On Wed, 5 Jan 2022, Dmitry Belyavskiy wrote:
> Dear colleagues,
>
> OpenSSH uses SHA1 without any alternate options for hostname hashing (looks
> like this is the last place where an alternate option for SHA1 is not
> available). SHA1 HMAC is considered safe enough for now, but it may change
> so it's definitely worth migrating to more safe algorithms (SHA2?).
>
> I'd like to discuss possible options of such migration.

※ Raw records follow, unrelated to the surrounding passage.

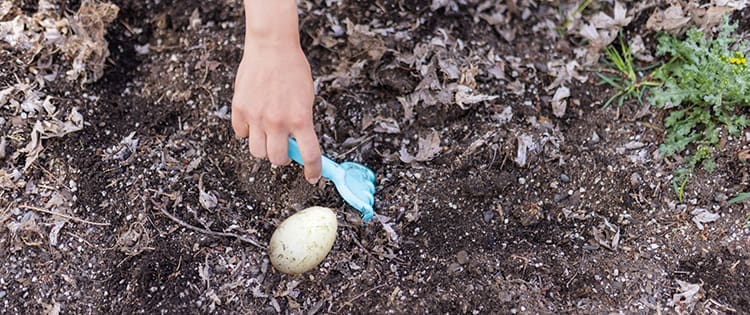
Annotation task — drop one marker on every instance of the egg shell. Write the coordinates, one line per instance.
(303, 240)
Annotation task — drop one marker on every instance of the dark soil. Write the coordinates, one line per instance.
(477, 232)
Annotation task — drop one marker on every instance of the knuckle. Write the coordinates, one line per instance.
(298, 121)
(311, 156)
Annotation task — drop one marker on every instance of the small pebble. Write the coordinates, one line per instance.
(560, 197)
(462, 257)
(635, 179)
(488, 216)
(564, 178)
(595, 138)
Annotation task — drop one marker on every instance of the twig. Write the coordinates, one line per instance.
(62, 215)
(349, 303)
(209, 232)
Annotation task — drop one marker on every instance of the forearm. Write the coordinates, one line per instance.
(272, 23)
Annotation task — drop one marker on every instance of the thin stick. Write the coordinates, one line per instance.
(349, 303)
(62, 215)
(209, 232)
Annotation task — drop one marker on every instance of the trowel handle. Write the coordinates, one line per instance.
(331, 169)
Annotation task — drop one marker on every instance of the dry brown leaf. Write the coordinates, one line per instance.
(466, 96)
(87, 47)
(429, 147)
(558, 101)
(672, 20)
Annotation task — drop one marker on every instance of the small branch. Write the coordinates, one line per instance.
(209, 232)
(62, 215)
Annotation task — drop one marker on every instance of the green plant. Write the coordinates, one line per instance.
(569, 19)
(705, 81)
(626, 80)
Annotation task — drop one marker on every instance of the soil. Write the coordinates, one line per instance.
(468, 231)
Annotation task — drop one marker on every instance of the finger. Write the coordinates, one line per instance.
(257, 142)
(278, 148)
(239, 125)
(310, 150)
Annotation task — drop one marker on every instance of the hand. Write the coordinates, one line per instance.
(273, 99)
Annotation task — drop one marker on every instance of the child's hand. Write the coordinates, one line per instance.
(273, 98)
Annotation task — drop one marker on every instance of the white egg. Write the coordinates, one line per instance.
(303, 240)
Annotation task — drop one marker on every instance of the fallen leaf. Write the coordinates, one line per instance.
(701, 216)
(672, 20)
(558, 101)
(525, 144)
(686, 297)
(429, 147)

I'd prefer to remove hostname hashing. It's a pointless obscurity
measure, and the most it can ever offer is protection against casual
shoulder-surfing disclosure[*]
I wish I never added it. I consider it the most stupid thing I've ever
done to OpenSSH :(
As far as what a concrete migration plan would look like, maybe something
like:
1) Add an ObscureKnownHostnames option that, instead of hashing, simply
base64-encodes the hostnames. This provides the same level of
protection as the current option. Recommend this instead of
HashKnownHosts in the manual.
2) (later) Add a deprecation warning to HashKnownHosts
3) (later still) Remove the HashKnownHosts option (or make it an alias
to ObscureKnownHostnames)
4) (later again) Warn when known_hosts contains a hashed hostname
5) (finally) rip out the hostname hashing code entirely.
-d
[*] Any real adversary will be able to reverse the hash via a dictionary
or brute-force, since the entropy of hostnames is so small.
This cannot be fixed using usual methods (e.g. using a deliberately-slow
KDF like bcrypt or scrypt instead of a hash) because ssh needs to
consider every name in known_hosts and any KDF slow enough to present
a problem for an attacker will be far too slow to be invoked for every
name in the file, every time the user runs ssh.